Sunday, November 2, 2014

Haunted Houses OK for resale in PA---EEEEk!

    This from Courthouse News....(CN) - The sellers of homes do not have to disclose "psychological stigmas," such as murders, to prospective buyers, the Pennsylvania Supreme Court ruled.
     The state's highest court unanimously ruled Monday in favor of Kathleen and Joseph Jacono regarding the sale of their Delaware County house in 2007 for $610,000.
     The buyer, Janet Milliken, sued the couple for failing to disclose that a previous owner, Konstantinos Koumboulis, killed himself and his wife in the house in February 2006. Miliken said she learned of the deaths from a neighbor after she moved in from California.
     She sued for fraud, negligent misrepresentation and violations of state consumer protection laws. The trial court later tossed the suit, holding the Jacanos had no duty to disclose the deaths and that they made no misrepresentation of material fact to support the claims.
     Writing for the state Supreme Court, Justice J. Michael Eakin agreed with the lower court that the deaths were not material facts that should have been disclosed. He noted that "the varieties of traumatizing events" that could happen at a property "are endless."
     "Efforts to define those that would warrant mandatory disclosure would be a Sisyphean task," the eight-page opinion stated. "One cannot quantify the psychological impact of different genres of murder, or suicide - does a bloodless death by poisoning or overdose create a less significant 'defect' than a bloody one from a stabbing or shooting? How would one treat other violent crimes such as rape, assault, home invasion, or child abuse? What if the killings were elsewhere, but the sadistic serial killer lived there? What if satanic rituals were performed in the house?"
     Although such events would disturb most people and make them not want to live in the house, the tragic events are not defects in the structure itself, Eakin said.

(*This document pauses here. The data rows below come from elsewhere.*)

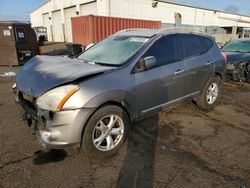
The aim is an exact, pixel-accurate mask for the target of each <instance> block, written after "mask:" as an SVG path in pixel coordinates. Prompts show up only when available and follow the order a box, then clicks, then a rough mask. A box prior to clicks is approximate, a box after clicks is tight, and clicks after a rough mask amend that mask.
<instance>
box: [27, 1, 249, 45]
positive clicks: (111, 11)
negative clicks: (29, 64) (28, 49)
mask: <svg viewBox="0 0 250 188" xmlns="http://www.w3.org/2000/svg"><path fill="white" fill-rule="evenodd" d="M89 14H93V15H99V16H112V17H122V18H134V19H146V20H156V21H161V22H162V26H163V27H164V26H167V25H180V24H181V25H184V26H189V27H198V28H200V29H204V28H205V27H207V26H219V27H223V28H225V29H226V30H227V32H228V33H232V34H236V33H237V32H238V30H237V28H243V27H250V16H244V15H239V14H232V13H227V12H223V11H219V10H211V9H205V8H199V7H194V6H187V5H182V4H177V3H172V2H168V1H167V0H157V1H155V0H50V1H48V2H47V3H45V4H43V5H42V6H40V7H38V8H37V9H36V10H34V11H33V12H32V13H31V14H30V17H31V23H32V26H33V27H39V26H45V27H47V33H48V39H49V41H57V42H64V41H66V42H72V31H71V17H75V16H83V15H89Z"/></svg>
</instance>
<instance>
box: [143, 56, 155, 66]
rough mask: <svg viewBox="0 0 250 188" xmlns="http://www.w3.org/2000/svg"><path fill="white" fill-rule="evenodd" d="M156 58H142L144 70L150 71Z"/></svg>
mask: <svg viewBox="0 0 250 188" xmlns="http://www.w3.org/2000/svg"><path fill="white" fill-rule="evenodd" d="M156 62H157V61H156V58H155V57H154V56H148V57H145V58H144V67H145V69H151V68H153V67H155V66H156Z"/></svg>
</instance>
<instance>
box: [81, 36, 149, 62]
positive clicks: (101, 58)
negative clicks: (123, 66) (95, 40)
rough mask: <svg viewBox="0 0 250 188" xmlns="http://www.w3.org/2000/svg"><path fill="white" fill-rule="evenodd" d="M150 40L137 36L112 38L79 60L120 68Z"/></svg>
mask: <svg viewBox="0 0 250 188" xmlns="http://www.w3.org/2000/svg"><path fill="white" fill-rule="evenodd" d="M148 40H149V39H148V38H144V37H135V36H111V37H109V38H106V39H104V40H103V41H101V42H99V43H97V44H96V45H94V46H93V47H91V48H90V49H88V50H87V51H85V52H84V53H82V54H81V55H80V56H79V57H78V59H80V60H84V61H88V62H91V63H99V64H106V65H113V66H119V65H121V64H123V63H125V62H126V61H127V60H128V59H129V58H130V57H132V56H133V55H134V54H135V53H136V52H138V50H139V49H140V48H141V47H142V46H143V45H144V44H145V43H146V42H147V41H148Z"/></svg>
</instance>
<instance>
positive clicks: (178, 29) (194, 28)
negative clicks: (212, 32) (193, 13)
mask: <svg viewBox="0 0 250 188" xmlns="http://www.w3.org/2000/svg"><path fill="white" fill-rule="evenodd" d="M169 30H174V31H186V32H194V33H200V34H205V32H204V31H202V30H200V29H196V28H188V27H175V26H169V27H166V28H164V29H161V30H160V31H159V33H164V32H166V31H169Z"/></svg>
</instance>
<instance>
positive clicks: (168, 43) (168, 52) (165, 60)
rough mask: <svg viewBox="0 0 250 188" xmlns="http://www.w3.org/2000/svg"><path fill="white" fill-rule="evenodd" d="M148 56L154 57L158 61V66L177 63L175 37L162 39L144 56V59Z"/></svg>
mask: <svg viewBox="0 0 250 188" xmlns="http://www.w3.org/2000/svg"><path fill="white" fill-rule="evenodd" d="M147 56H154V57H155V58H156V59H157V64H158V66H162V65H166V64H169V63H172V62H175V61H177V60H178V57H177V46H176V38H175V36H174V35H170V36H165V37H162V38H160V39H159V40H158V41H156V42H155V43H154V44H153V45H152V46H151V47H150V49H149V50H148V51H147V52H146V54H145V55H144V57H147Z"/></svg>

     "The occurrence of a tragic event inside a house does not affect the quality of the real estate, which is what seller disclosure duties are intended to address," the opinion stated. "We are not prepared to set a standard under which the visceral impact an event has on the populace serves to gauge whether its occurrence constitutes a material defect in property. Such a standard would be impossible to apply with consistency and would place an unmanageable burden on sellers, resulting in disclosures of tangential issues that threaten to bury the pertinent information that disclosures are intended to convey."
     If anything, the passage of time may make such events "historical curiosities" that "may even increase the value of the property," Eakin suggested.